Series of land mines

The 4AHM-100, AHM-200, AHM-200-1, AHM-200-2, PMN-150, and PMN-250 are Bulgarian directional fragmentation mines that can be used with proximity fuzes to function as anti-helicopter mines.

==Description==
The systems were developed by the Bulgarian Institute of Metal Science, and are based around electronic fuzes with broadly similar functionality. The fuzes use two sensors. The first, an acoustic sensor, arms the mine as a helicopter approaches. The second sensor is a radar, which locates the target and triggers the mine at the appropriate point. The mines all use a number of large Misnay-Schardin effect warheads to project large numbers of fragments to an effective range of around 200 meters. Jane's Mines and Mine Clearance speculates that IFF could be integrated into the fuze circuit to discriminate against friendly aircraft, lowering the chances of friendly fire.

==Mines==
===PMN-150 and PMN-250===
The PMN-150 and PMN-250 are large directional fragmentation mines that scatter fragments in a 60 degree horizontal arc. The PMN-150 produces approximately 1,500 fragments that have an effective range of 150 meters. The PMN-250 is a larger mine which produces 2,100 fragments that have an effective range of 250 meters. The mines have a number of electronic fuzes available including three microwave fuzes, an acoustic fuze and a seismic sensor. The mines can be remotely triggered or deactivated.

===Anti-Transport Mine===
The "Anti-Transport Mine" is a large circular directional fragmentation mine that uses an internal fragmentation matrix and five Misnay-Schardin plates. The fragmentation matrix produces a large number of small fragments, and the Misnay–Schardin plates produce large fragments that can penetrate armoured vehicles.

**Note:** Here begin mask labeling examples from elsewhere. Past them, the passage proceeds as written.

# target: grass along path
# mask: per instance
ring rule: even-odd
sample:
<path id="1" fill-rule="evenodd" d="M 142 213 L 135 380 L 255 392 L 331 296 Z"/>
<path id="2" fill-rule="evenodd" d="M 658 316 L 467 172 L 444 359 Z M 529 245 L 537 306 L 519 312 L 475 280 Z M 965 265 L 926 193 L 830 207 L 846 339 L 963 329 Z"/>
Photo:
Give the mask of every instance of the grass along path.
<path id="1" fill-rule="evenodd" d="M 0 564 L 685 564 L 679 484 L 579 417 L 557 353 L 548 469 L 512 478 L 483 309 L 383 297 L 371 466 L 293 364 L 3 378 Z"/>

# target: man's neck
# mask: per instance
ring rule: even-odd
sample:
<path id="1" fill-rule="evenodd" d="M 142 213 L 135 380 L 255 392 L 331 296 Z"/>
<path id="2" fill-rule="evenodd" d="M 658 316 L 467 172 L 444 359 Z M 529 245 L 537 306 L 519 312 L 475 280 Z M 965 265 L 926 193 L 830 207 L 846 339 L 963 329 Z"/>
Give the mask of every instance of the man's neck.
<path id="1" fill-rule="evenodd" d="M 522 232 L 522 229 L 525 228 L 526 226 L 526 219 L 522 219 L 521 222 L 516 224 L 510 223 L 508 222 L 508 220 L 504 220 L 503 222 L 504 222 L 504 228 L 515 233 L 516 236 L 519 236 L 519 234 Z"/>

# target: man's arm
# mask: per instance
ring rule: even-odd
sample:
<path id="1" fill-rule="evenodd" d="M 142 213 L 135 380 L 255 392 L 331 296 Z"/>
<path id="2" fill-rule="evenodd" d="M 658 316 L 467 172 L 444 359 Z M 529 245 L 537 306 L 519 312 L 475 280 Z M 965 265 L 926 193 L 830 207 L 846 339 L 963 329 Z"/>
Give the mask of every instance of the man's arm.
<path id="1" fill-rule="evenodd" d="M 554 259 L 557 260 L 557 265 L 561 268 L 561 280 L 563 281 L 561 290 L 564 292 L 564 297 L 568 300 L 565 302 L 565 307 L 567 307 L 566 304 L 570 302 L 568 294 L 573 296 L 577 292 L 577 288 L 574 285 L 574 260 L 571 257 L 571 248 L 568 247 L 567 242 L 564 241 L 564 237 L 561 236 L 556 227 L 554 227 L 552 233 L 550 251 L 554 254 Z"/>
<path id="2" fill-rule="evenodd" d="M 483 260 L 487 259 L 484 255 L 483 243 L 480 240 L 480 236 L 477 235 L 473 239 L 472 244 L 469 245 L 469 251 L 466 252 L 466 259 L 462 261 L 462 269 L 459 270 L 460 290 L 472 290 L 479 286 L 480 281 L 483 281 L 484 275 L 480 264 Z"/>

The mine appears to be based on the PMN-250 mine, and the mine is likely to have an effective range of 250 meters.

===4AHM-100===
The 4AHM-100 uses four 30 kilogram mines with a single central sensor. The mines are triggered simultaneously when the sensor detects a target inside the effective footprint of the mines. The mine is currently at the prototype stage.

===AHM-200===
The AHM-200 weighs 35 kilograms and contains 12 kilograms of TNT. The mine's warhead has two sections, a large rectangular warhead with a pre-notched fragmentation liner that produces 1,960 fragments, and a secondary warhead with five Misnay–Schardin plates that produce large self-forging fragments. The fragments scatter in an arc of 20 degrees to an effective range of 200 meters, and will penetrate 10 millimeters of armour at 100 meters.

===AHM-200-1===
The AHM-200-1 weighs 90 kilograms. Like the AHM-200 it consists of two sections, a large circular fragmentation warhead with a filling of ball bearings, and a horizontal section with five Misnay–Schardin effect plate charges. The two sections are mounted on a sturdy tripod with a sensor mounted above that contains a Doppler radar fuze and an acoustic fuze. The mine has an effective range of about 100 meters.

===AHM-200-2===
The AHM-200-2 weighs 90 kilograms, and is similar to the AHM-200-1, except that it uses a rectangular fragmentation warhead that produces 1,960 fragments.